Afinal, são estas esquisitices ortográficas e o facto de haver muitas excepções à regras que fazem da língua portuguesa uma língua riquissima e tão difícil!! Feliz domingo!


----------



## Estefanía Perdomo

Vanda said:


> Estou rindo sozinha em pensar a confusão que é na cabeça dos coitados que estão aprendendo português todos esses porquês. Dei uma prova para professoras primárias na faculdade sobre os diferentes usos e nenhuma conseguiu acertar todos. O que dizer dos alunos delas? E o que dizer dos nossos pobres foreros tentando entender?


 
Que tal Vanda, como vai você? hehehehehehe Ai Vanda você tem razão, tudo isto dá para quebar os nervos, mas sabe uma coisa aí, tudo também é coisa de gostar do que se está fazendo, sempre que se trata de aprender o português e aprender mais da minha própia língua, eu tomo muito gosto e as coisas não fazem-se tão dificis, acho até um prazer, sinto orgulho, acho o meu dever escrever bem as língua que tanto eu gosto! 

Ahh tudo o que até agora aprendi do português brasileiro eu não esqueci, eu também não quero esquecer dele hehehe gosto demais e acho tudo de bom... Para mim nada disso foi complicado demais, não é que eu seja vaidosa e quera fazer-me a que sabe demais, a melhor hehehe não, não é mesmo; mas aprendi rápido sim, agora o que me fica é corrigir uns detalhinhos opssssssss hehehehehe pequenos né. 

beijos para vocês!

cumprimentos.


----------



## Atomina the atomic nina

Porque é que _por que_ e não _porque_???


----------



## Alandria

É hipercorreção. É normal que elas apareçam assim, a classe que quer parecer culta utiliza muitas vezes a ênclise depois de palavras negativas e pronomes relativos.



Atomina said:


> Porque é que _por que_ e não _porque_???


 
Porque "por que" SEMPRE se escreveu assim para iniciar perguntas, os portugueses foi que mudaram misteriosamente as regras de umas décadas pra cá.

Por que...?: iniciar perguntas
...porque: respostas
...porquê...: substantivo 
Por quê?: para perguntas quando estiver *isolado* das orações


Outros casos de "por que" e "por quê":

Eu não sei por que você fez isso.
Eu não sei por quê.


----------



## Atomina the atomic nina

Bem, eu cá continuarei a escrever Porque...?
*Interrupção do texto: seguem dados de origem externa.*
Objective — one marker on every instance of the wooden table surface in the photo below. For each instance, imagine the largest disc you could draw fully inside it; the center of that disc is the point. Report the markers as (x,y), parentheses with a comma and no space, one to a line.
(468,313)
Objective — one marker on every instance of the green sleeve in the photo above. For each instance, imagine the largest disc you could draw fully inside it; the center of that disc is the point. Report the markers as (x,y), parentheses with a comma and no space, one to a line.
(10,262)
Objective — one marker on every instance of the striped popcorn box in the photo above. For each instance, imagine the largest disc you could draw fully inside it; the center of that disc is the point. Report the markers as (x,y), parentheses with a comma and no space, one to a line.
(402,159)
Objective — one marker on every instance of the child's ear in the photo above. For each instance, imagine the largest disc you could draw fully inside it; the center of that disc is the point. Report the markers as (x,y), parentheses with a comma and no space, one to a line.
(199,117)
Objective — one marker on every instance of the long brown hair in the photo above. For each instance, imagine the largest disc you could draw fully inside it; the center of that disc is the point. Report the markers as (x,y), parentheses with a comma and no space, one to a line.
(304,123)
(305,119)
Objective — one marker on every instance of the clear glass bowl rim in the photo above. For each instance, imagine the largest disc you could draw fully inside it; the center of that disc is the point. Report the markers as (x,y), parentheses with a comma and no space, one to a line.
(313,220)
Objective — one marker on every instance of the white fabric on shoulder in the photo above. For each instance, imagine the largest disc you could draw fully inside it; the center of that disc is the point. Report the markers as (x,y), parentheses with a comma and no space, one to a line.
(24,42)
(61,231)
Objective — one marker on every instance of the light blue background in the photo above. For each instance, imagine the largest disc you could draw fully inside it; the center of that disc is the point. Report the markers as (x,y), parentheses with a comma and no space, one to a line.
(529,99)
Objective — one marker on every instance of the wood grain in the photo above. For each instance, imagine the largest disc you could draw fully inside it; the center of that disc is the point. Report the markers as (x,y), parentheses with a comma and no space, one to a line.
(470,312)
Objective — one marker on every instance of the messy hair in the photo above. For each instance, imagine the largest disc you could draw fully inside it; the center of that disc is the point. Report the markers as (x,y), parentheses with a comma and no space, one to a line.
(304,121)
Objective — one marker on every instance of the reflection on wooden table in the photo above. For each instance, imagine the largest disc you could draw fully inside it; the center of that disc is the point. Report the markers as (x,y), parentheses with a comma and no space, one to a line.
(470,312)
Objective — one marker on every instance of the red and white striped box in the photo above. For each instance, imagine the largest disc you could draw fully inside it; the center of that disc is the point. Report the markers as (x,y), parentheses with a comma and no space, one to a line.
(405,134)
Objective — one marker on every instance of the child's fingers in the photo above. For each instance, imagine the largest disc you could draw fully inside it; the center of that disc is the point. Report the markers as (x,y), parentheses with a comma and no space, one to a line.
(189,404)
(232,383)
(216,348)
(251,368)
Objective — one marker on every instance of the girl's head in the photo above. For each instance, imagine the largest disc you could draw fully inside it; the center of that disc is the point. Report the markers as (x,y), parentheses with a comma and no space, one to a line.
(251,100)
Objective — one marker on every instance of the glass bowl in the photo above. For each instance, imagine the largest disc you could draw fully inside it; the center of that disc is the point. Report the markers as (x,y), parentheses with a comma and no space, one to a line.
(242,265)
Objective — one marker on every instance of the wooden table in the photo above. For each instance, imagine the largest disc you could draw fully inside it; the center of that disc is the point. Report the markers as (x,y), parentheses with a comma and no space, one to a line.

http://ciberduvidas.sapo.pt/pergunta.php?id=193

ver 1. c)

Será que o acordo ortográfico diz alguma coisa sobre isso?


----------



## Alandria

É uma coisa que eu gostaria de saber. Na minha opinião, deve ser admitido apenas uma das formas no acordo, senão vira bagunça...


----------



## Alentugano

Atomina said:


> Será que o acordo ortográfico diz alguma coisa sobre isso?


 
Olá, 

Tanto quanto sei o AO é omisso relativamente a este assunto.


----------



## Atomina the atomic nina

Alentugano said:


> Olá,
> 
> Tanto quanto sei o AO é omisso relativamente a este assunto.


 
Ora bolas! É pena, _porque_ era importante. E _porque_ sem querer mudei o tema do tópico, peço desculpa, _por que_ diabo sou useira e vezeira nisto? Qualquer dia correm comigo do forum, _porque_ me porto mal! Ou _por que porto-me_ mal? ROFL!


----------



## Vanda

> Ou _por que porto-me_ mal? ROFL!



Neste caso seria: ou por que *me *porto mal.


----------



## Alandria

Atomina said:


> Ora bolas! É pena, _porque_ era importante. E _porque_ sem querer mudei o tema do tópico, peço desculpa, _por que_ diabo sou useira e vezeira nisto? Qualquer dia correm comigo do forum, _porque_ me porto mal! Ou _por que porto-me_ mal? ROFL!


 
Você está usando esses exemplos baseando-se na norma brasileira ou portuguesa? Pergunto, porque todos esses porquês coincidem perfeitamente com a nossa norma.

E a salada de porquês não para por aí...


----------



## Atomina the atomic nina

Na portuguesa - menos o último, que pretendia ser irónico!


----------



## natalicious85

Ola a todos! Poderiam me dizer se existe em portugues a forma POR QUE escrita de modo separado? Como em espanol POR QUE nas frases interrogativas?? Eu lhes agradeceria muito.


----------



## bielona

Há muitos "porquês" em Português.
Usa-se "por quê " (separado e com acento) em perguntas. _Por_ _quê você chegou atrasado?_
Já "por que" (separado e sem acento) equivale a "pelo (a) qual". _Já te expliquei o motivo por que cheguei atrasado._

Bom, acho que é isso. Vamos ver se minha memória está boa.


----------



## brasileirinho

Respondendo sua pergunta

Sim,

Para perguntar se usa 'por que'
e para responder se usa 'porque'.

A questão dos acentos não é bem assim
Se coloca acento quando o 'porque' está no fim da frase (ou perto do ponto, como alguns dizem)
Ex.: " Você não vê da mesma forma que eu, por quê?"

ou quando é um substantivo (Ex.: Ela não sabe o porquê dessas ações).


----------



## Vanda

Acredito que o tema mais discutido neste fórum seja o porquê. Juntei a uma delas.


----------



## natalicious85

Muito obrigada pelas informacoes. Tchau!


----------